I am about to plug up my studio.
I got some great info about the inputs I have .

So step one is to run my instruments through a patchbay, normalled to mixer channels on my Yamaha 32/10.

I am hoping to use an 8 channel snake from the patchbay's outputs to the mixer's inputs.
Its getting complicated quick, because of the various outputs of my instruments. Here is the list.

  1. sm57 mic
  2. sm57 mic
  3. electric drums L
  4. electric drums R
  5. Rhodes ( with amp)
  6. Rhodes (no amp)
  7. Hammond tone wheel
  8. MS20 mini

So for the mics, do I need an XLR to phone jack, to plug them into the patchbay, then an adapter from 1/4" phone to XLR to plug into the mixer's Hi z XLR. Basically like plugging my mic to the mixer, with a patchbay spliced into the signal. Balanced? adapters? I am lost

Comments

bouldersound Tue, 06/02/2020 - 15:34

I'm not sure what the advantage would be to using the patch bay between the instruments and the mixer. You could just as easily have an XLR snake into the mixer and put the instruments into whatever input you like right there.

I use a patch bay primarily so I can assign compressors to different channel inserts. My secondary usage is to allow me to patch the compressors before or after the split to the multitrack feed.
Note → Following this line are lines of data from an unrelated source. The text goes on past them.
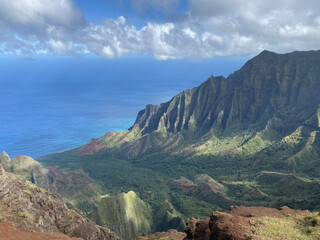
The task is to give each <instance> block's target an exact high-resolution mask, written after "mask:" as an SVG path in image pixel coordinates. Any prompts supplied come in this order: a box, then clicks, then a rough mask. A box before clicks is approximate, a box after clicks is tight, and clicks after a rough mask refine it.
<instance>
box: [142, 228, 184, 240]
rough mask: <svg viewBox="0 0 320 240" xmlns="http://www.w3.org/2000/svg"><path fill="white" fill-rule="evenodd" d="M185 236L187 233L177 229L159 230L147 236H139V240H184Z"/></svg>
mask: <svg viewBox="0 0 320 240" xmlns="http://www.w3.org/2000/svg"><path fill="white" fill-rule="evenodd" d="M185 236H186V234H185V233H182V232H178V231H177V230H169V231H168V232H158V233H155V234H152V235H149V236H147V237H139V238H138V239H137V240H160V239H166V240H183V239H184V237H185Z"/></svg>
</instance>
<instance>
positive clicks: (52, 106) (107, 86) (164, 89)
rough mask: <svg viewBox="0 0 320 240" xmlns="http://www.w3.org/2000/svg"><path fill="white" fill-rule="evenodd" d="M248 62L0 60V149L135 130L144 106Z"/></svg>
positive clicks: (241, 59)
mask: <svg viewBox="0 0 320 240" xmlns="http://www.w3.org/2000/svg"><path fill="white" fill-rule="evenodd" d="M247 60H248V58H215V59H207V60H199V61H196V60H169V61H157V60H154V59H152V58H150V57H135V58H133V57H124V58H121V59H114V60H107V59H102V58H100V57H93V56H89V57H83V58H77V57H58V56H40V57H36V58H30V57H17V56H3V55H2V56H0V151H1V152H2V151H6V152H7V153H8V154H9V155H10V157H14V156H16V155H21V154H22V155H28V156H31V157H33V158H37V157H39V156H41V155H45V154H49V153H53V152H58V151H63V150H67V149H72V148H75V147H78V146H81V145H83V144H85V143H86V142H88V141H90V139H91V138H93V137H100V136H102V135H104V134H105V133H106V132H109V131H124V130H126V129H128V128H129V127H131V126H132V125H133V124H134V121H135V118H136V116H137V113H138V111H140V110H142V109H144V107H145V106H146V105H147V104H159V103H162V102H165V101H169V100H170V99H171V98H172V97H173V96H174V95H176V94H178V93H179V92H181V91H182V90H184V89H188V88H193V87H195V86H198V85H200V84H201V83H202V82H204V81H205V80H206V79H207V78H209V77H210V76H211V75H214V76H218V75H224V76H226V77H227V76H228V75H229V74H230V73H232V72H233V71H235V70H237V69H239V68H240V67H241V66H242V65H243V64H244V63H245V62H246V61H247Z"/></svg>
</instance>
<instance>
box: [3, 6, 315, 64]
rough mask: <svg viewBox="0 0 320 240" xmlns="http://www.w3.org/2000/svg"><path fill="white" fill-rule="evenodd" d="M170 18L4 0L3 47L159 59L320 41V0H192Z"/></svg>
mask: <svg viewBox="0 0 320 240" xmlns="http://www.w3.org/2000/svg"><path fill="white" fill-rule="evenodd" d="M131 4H132V6H134V9H135V10H136V11H138V12H139V11H140V12H142V11H146V9H148V8H149V7H152V8H153V9H156V10H157V11H171V10H170V9H171V8H172V7H173V6H178V4H179V0H174V1H172V0H150V1H149V0H148V1H146V0H132V1H131ZM188 4H189V10H188V11H187V12H184V13H182V14H180V16H179V18H177V19H176V20H175V19H172V21H171V22H161V23H160V22H148V23H146V24H145V26H143V27H141V28H137V27H135V26H134V25H131V24H128V23H127V21H126V19H125V18H124V17H122V16H119V17H118V18H116V19H110V18H106V19H104V20H103V21H102V22H101V23H100V24H94V23H90V22H88V21H87V20H86V19H85V18H84V16H83V13H82V11H81V10H80V9H79V8H77V6H76V5H75V4H74V2H72V0H15V1H11V0H0V53H11V54H29V55H32V54H64V55H79V54H97V55H101V56H103V57H106V58H117V57H120V56H122V55H126V54H148V55H152V56H153V57H155V58H157V59H161V60H166V59H179V58H211V57H215V56H249V55H254V54H257V53H258V52H260V51H261V50H263V49H268V50H271V51H276V52H287V51H292V50H308V49H317V48H319V39H320V12H319V11H318V9H320V2H319V1H317V0H309V1H303V2H302V1H300V0H290V1H289V0H283V1H278V0H277V1H276V0H270V1H253V0H225V1H212V0H189V1H188Z"/></svg>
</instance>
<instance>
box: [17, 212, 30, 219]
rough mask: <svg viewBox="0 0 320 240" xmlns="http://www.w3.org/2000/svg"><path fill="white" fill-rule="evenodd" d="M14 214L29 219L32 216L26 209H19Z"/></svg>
mask: <svg viewBox="0 0 320 240" xmlns="http://www.w3.org/2000/svg"><path fill="white" fill-rule="evenodd" d="M16 215H17V216H18V217H24V218H30V219H32V218H33V217H32V215H31V214H30V213H28V212H26V211H22V212H21V211H19V212H17V213H16Z"/></svg>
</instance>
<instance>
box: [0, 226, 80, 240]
mask: <svg viewBox="0 0 320 240" xmlns="http://www.w3.org/2000/svg"><path fill="white" fill-rule="evenodd" d="M0 239H3V240H5V239H8V240H21V239H23V240H83V238H69V237H68V236H67V235H64V234H61V233H38V232H25V231H19V230H16V229H15V228H14V226H13V225H12V223H9V222H1V223H0Z"/></svg>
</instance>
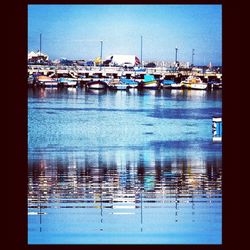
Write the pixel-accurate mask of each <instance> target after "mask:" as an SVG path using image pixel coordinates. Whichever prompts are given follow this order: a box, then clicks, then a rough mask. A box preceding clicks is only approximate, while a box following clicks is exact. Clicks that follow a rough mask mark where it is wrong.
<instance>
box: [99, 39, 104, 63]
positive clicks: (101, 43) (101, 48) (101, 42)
mask: <svg viewBox="0 0 250 250" xmlns="http://www.w3.org/2000/svg"><path fill="white" fill-rule="evenodd" d="M100 42H101V56H100V58H101V62H102V45H103V41H102V40H101V41H100Z"/></svg>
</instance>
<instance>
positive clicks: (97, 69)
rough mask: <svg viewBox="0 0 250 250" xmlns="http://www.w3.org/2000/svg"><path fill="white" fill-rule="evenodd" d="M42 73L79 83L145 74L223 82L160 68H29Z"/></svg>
mask: <svg viewBox="0 0 250 250" xmlns="http://www.w3.org/2000/svg"><path fill="white" fill-rule="evenodd" d="M37 72H39V73H41V74H43V75H46V76H50V77H69V78H75V79H77V80H78V81H79V82H82V83H84V82H87V81H90V80H91V79H93V78H95V79H103V78H113V79H119V78H120V77H122V76H125V77H126V78H128V79H130V78H135V79H143V77H144V75H145V74H151V75H154V77H155V78H156V79H173V80H174V81H175V82H181V81H182V80H184V79H185V78H187V77H188V76H190V75H195V76H198V77H200V78H201V79H202V80H203V81H204V82H209V81H212V80H217V81H221V80H222V74H221V73H215V72H209V73H200V72H193V71H190V70H185V69H183V70H178V71H176V70H174V69H173V70H169V69H166V68H164V67H158V68H145V69H144V70H140V69H139V70H134V69H130V68H127V69H126V68H123V67H97V66H95V67H94V66H93V67H77V66H60V67H50V66H47V65H46V66H43V65H32V66H28V74H29V75H32V74H34V73H37Z"/></svg>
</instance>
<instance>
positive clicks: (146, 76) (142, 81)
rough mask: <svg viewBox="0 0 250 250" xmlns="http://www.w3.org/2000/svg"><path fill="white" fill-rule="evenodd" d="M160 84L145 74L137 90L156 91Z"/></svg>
mask: <svg viewBox="0 0 250 250" xmlns="http://www.w3.org/2000/svg"><path fill="white" fill-rule="evenodd" d="M159 87H160V84H159V82H158V81H157V80H155V77H154V76H153V75H149V74H146V75H144V79H143V81H142V82H140V83H139V84H138V88H145V89H158V88H159Z"/></svg>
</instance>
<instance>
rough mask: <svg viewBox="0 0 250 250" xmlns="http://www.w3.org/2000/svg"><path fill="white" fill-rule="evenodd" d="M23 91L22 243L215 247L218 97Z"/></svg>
mask: <svg viewBox="0 0 250 250" xmlns="http://www.w3.org/2000/svg"><path fill="white" fill-rule="evenodd" d="M28 91H29V92H28V159H29V166H28V167H29V179H28V180H29V181H28V242H29V244H220V243H221V234H222V232H221V226H222V225H221V218H222V213H221V205H222V199H221V195H222V192H221V185H222V183H221V179H222V153H221V144H218V143H216V144H215V143H213V142H212V137H211V136H212V132H211V125H212V117H214V116H221V103H222V102H221V91H211V92H210V91H199V90H197V91H193V90H189V91H187V90H160V91H156V90H147V91H137V90H130V91H129V92H126V91H117V92H111V91H100V90H96V91H85V90H84V89H78V88H77V89H70V88H69V89H29V90H28Z"/></svg>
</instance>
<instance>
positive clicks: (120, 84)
mask: <svg viewBox="0 0 250 250" xmlns="http://www.w3.org/2000/svg"><path fill="white" fill-rule="evenodd" d="M137 86H138V82H137V81H135V80H133V79H127V78H125V77H121V78H120V80H118V79H117V80H113V81H112V82H111V84H110V88H111V89H113V90H128V89H130V88H136V87H137Z"/></svg>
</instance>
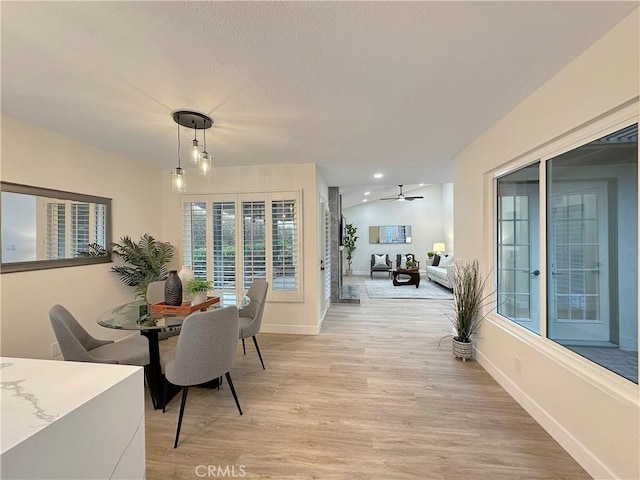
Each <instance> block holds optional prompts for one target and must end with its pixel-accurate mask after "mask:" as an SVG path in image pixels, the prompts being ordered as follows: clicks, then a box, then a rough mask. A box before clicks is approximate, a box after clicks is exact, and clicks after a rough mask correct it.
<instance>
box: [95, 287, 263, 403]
mask: <svg viewBox="0 0 640 480" xmlns="http://www.w3.org/2000/svg"><path fill="white" fill-rule="evenodd" d="M213 296H217V297H220V301H219V302H218V303H214V304H213V305H211V306H210V307H208V308H220V307H226V306H229V305H236V306H237V307H238V308H239V309H240V310H242V309H243V308H246V307H247V306H248V305H249V303H250V301H251V300H250V299H249V297H247V296H246V295H243V296H237V295H235V294H230V293H216V292H214V294H213ZM203 310H206V308H205V309H203ZM187 316H188V315H179V314H176V313H167V312H152V311H151V308H150V305H149V304H148V303H147V302H146V301H145V300H134V301H133V302H129V303H125V304H124V305H118V306H117V307H114V308H112V309H109V310H107V311H106V312H103V313H101V314H100V315H99V316H98V319H97V323H98V325H100V326H102V327H106V328H113V329H116V330H138V331H139V332H140V334H141V335H144V336H145V337H147V338H148V340H149V365H147V366H145V367H144V369H145V377H146V379H147V386H148V387H149V392H150V394H151V401H152V402H153V408H154V409H156V410H158V409H161V408H163V407H164V402H165V398H164V394H165V392H164V386H165V378H164V374H163V373H162V366H161V365H160V345H159V334H160V332H164V331H171V330H179V329H180V327H181V325H182V322H183V321H184V319H185V318H187ZM214 384H215V385H214ZM205 386H208V387H216V386H217V380H214V381H213V382H210V384H207V385H205ZM178 390H179V389H178V388H177V387H176V388H170V389H169V390H168V392H167V395H166V401H169V399H171V397H173V396H174V395H175V394H176V393H177V391H178Z"/></svg>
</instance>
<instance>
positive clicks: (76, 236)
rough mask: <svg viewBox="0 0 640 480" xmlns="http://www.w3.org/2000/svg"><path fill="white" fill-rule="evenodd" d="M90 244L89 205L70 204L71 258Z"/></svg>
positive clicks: (80, 204) (77, 253)
mask: <svg viewBox="0 0 640 480" xmlns="http://www.w3.org/2000/svg"><path fill="white" fill-rule="evenodd" d="M89 243H91V235H90V229H89V204H88V203H72V204H71V256H73V257H77V256H78V255H79V254H80V253H79V252H82V251H84V250H86V248H87V245H89Z"/></svg>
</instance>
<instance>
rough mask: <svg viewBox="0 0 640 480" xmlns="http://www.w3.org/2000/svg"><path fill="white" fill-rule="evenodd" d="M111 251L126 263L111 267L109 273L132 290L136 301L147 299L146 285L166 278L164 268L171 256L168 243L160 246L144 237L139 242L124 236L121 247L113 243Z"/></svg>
mask: <svg viewBox="0 0 640 480" xmlns="http://www.w3.org/2000/svg"><path fill="white" fill-rule="evenodd" d="M111 248H112V251H113V255H114V256H115V257H117V258H120V259H121V260H122V261H124V262H125V263H126V265H116V266H113V267H111V271H112V272H114V273H116V274H117V275H118V276H119V277H120V280H121V281H122V283H124V284H125V285H128V286H130V287H135V292H136V296H137V297H140V298H146V296H147V285H149V284H150V283H151V282H155V281H158V280H165V279H166V278H167V275H168V273H169V271H168V269H167V264H168V263H169V262H170V261H171V259H172V258H173V253H174V247H173V245H171V244H170V243H169V242H159V241H157V240H156V239H155V238H153V237H152V236H151V235H149V234H148V233H145V234H144V235H143V236H142V238H140V241H138V242H134V241H133V240H132V239H131V237H129V236H124V237H122V238H120V243H112V244H111Z"/></svg>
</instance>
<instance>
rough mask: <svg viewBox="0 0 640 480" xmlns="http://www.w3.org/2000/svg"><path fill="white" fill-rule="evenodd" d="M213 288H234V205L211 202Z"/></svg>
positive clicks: (233, 204) (234, 271)
mask: <svg viewBox="0 0 640 480" xmlns="http://www.w3.org/2000/svg"><path fill="white" fill-rule="evenodd" d="M213 288H214V289H215V290H235V288H236V205H235V203H234V202H213Z"/></svg>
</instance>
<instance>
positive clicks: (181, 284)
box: [164, 270, 182, 306]
mask: <svg viewBox="0 0 640 480" xmlns="http://www.w3.org/2000/svg"><path fill="white" fill-rule="evenodd" d="M164 303H166V304H167V305H174V306H180V305H182V281H181V280H180V277H179V276H178V271H177V270H171V271H169V276H168V277H167V280H166V282H164Z"/></svg>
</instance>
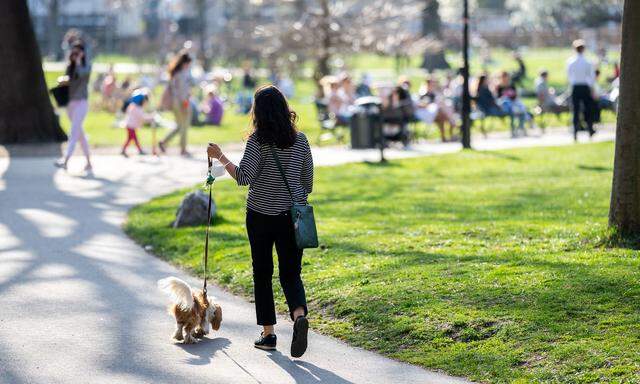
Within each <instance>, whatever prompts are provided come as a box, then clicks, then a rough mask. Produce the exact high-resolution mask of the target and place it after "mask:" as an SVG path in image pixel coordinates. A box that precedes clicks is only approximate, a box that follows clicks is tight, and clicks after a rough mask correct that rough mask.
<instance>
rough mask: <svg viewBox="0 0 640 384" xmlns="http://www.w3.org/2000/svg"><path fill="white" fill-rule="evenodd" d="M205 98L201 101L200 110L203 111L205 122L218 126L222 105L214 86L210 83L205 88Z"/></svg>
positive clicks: (212, 84)
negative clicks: (206, 94)
mask: <svg viewBox="0 0 640 384" xmlns="http://www.w3.org/2000/svg"><path fill="white" fill-rule="evenodd" d="M205 92H206V93H207V98H206V99H205V100H204V102H203V103H202V111H203V112H204V113H205V120H204V122H205V123H206V124H212V125H215V126H219V125H220V123H221V122H222V116H223V114H224V105H223V103H222V100H221V99H220V97H218V94H217V89H216V86H215V85H213V84H211V85H209V86H207V87H206V88H205Z"/></svg>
If I wanted to I could route mixer channels to different multitrack inputs, but that's kind of pointless since I can do that routing in the DAW. If I were recording to tape it might be handy.

paulears Tue, 06/02/2020 - 23:19

For mics you use XLRs. A few people use patch bays at mic level, but it's rare to see them in studios or broadcast working on jacks in either bantam or ¼" types. Patch bays need maintenance with burnishers and contact cleaner and 48v phantom seems to encourage this. I've had mic patch bays in two studios and they were in the main ok, but crackles and pops were worse than on the line level bays. I've used 1u xlr panels in my later studios and they are trouble free because XLRs self-wipe, which normalling jack sockets don't. So for me, patch bays are for line, xlr panels for mics,mandy the downside is no normalling. We tend to route in software anyway now for our inputs. I'm just building a new studio, and there are no patch bays at all.